Unless otherwise noted, lectures are held the second Tuesday of each month at 4:00 PM in 341 Bardeen.





September 9th - Imaging Interkinetic Nuclear Migration and Neurogenesis in the Retina

Brian Link
Department of Cell Biology, Neurobiology and Anatomy
Medical College of Wisconsin



During retinal development, neuroepithelial progenitor cells divide in either a symmetric proliferative mode, where both daughter cells remain mitotic, or in a neurogenic mode, where at least one daughter cell exits the cell cycle and differentiates as a neuron. While the cellular mechanisms of neurogenesis remain unknown, heterogeneity in cell behaviors has been postulated to influence this cell fate. In this talk I will present studies addressing interkinetic nuclear migration, the apical-basal movement of nuclei in phase with the cell cycle, and the relationship of this cell behavior to neurogenesis.
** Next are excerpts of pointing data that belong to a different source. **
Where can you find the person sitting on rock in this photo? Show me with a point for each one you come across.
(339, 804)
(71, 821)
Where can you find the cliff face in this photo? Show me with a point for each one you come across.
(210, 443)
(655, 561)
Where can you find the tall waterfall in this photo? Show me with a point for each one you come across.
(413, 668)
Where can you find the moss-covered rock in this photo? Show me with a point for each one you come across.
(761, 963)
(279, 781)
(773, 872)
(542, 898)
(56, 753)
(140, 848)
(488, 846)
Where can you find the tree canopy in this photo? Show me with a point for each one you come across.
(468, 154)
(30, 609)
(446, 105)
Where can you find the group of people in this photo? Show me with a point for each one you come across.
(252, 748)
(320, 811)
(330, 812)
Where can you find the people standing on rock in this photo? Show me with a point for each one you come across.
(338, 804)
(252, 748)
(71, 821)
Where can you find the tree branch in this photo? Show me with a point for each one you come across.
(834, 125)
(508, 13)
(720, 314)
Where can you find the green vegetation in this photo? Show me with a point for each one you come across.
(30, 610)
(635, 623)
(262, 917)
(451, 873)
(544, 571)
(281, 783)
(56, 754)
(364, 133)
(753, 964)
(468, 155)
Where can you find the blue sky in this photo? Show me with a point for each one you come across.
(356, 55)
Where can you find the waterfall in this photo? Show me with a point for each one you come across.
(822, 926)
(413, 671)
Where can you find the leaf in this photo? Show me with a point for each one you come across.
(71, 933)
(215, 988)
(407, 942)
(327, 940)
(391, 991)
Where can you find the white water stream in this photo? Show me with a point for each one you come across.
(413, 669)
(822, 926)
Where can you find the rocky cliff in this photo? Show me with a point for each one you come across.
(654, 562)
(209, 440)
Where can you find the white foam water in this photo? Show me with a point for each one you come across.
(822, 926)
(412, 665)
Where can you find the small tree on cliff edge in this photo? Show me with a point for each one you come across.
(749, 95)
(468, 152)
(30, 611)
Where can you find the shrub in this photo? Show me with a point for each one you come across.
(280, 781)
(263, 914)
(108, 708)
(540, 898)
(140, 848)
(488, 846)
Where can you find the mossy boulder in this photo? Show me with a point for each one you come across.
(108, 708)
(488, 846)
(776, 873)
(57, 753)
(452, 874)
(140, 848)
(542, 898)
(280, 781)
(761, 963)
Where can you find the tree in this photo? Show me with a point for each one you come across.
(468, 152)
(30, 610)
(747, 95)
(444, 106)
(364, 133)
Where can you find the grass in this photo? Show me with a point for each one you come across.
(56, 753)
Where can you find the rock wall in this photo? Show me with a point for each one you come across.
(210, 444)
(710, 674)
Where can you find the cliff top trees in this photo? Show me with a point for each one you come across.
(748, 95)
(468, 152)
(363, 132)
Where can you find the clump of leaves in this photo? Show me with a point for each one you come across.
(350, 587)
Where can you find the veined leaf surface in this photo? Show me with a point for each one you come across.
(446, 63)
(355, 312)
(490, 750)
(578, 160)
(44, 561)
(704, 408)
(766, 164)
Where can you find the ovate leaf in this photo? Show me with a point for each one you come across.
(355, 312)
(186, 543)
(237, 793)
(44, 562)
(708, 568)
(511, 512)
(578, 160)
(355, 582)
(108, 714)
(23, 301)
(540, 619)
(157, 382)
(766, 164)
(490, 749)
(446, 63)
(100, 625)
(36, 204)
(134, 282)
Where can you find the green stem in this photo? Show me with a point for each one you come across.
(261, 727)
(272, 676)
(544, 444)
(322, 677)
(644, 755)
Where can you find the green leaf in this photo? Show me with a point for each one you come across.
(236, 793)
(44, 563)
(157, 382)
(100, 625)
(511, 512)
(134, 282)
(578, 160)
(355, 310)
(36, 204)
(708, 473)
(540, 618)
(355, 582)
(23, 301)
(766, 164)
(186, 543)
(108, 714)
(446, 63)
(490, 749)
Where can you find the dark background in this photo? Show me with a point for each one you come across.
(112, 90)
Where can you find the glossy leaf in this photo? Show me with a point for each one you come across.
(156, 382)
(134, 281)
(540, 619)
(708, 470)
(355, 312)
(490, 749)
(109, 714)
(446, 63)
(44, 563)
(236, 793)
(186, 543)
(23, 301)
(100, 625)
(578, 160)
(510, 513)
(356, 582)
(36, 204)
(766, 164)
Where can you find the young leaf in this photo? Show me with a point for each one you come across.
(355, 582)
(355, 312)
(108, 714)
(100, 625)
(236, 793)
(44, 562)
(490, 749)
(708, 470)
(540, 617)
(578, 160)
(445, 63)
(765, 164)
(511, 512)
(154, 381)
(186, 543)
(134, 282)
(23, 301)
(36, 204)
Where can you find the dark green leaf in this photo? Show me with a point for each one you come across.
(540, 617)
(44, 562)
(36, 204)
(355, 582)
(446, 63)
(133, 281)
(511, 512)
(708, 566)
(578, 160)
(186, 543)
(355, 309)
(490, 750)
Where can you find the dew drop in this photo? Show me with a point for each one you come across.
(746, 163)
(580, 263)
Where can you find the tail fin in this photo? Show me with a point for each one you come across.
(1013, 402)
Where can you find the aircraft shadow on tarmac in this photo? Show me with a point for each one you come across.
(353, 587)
Using time-lapse imaging in zebrafish we found that various parameters of interkinetic nuclear migration were significantly heterogeneous among retinal neuroepithelial cells. We found that specific patterns of INKM precede a terminal mitosis. Finally, I will present recent findings on the signaling molecules that influence the relationship between nuclear position and neurogenesis. Overall, this data supports a novel model for neurogenesis where interkinetic nuclear migration differentially positions nuclei in neuroepithelial cells and therefore influences selection of progenitors for cell cycle exit based on apical-basal polarized signals.





October 7th - Extracting Quantitative Information from Biological Images
Note: Special Day

Anne Carpenter
Imaging Platform
The Broad Institute



Microscopy images contain abundant information about the properties of cells, organisms, or materials, but are rarely mined to their full potential. Automated image analysis can potentially produce rich, reproducible, quantitative results for hundreds of thousands of samples in an experiment. We are developing new methods for image analysis and data mining and releasing them to the scientific community via the CellProfiler open-source software project (www.cellprofiler.org).

Using CellProfiler’s flexible modules, researchers have set up automated image analysis pipelines to identify and measure the properties of a wide variety of biological “objects”, including mammalian, yeast, and Drosophila cells in culture, C. elegans worms, tumors in mice, yeast colonies, and yeast growth patches on agar. Multiple quantitative features of each object and each object’s sub-compartments are extracted, including size, shape, and the intensity and texture (smoothness) of each color channel in the original image.

Because the human visual system actually uses a combination of features to identify objects with complex or subtle appearances, we have created a tool (CellProfiler Analyst) to enable supervised machine learning based on multiple features of each object. In this approach, a researcher spends a few hours training a computer to recognize the objects of interest in images. Machine learning algorithms then distinguish objects of interest based on the rich set of hundreds of CellProfiler-measured features. We have used this approach to readily score dozens of complex phenotypes in images automatically and quantitatively.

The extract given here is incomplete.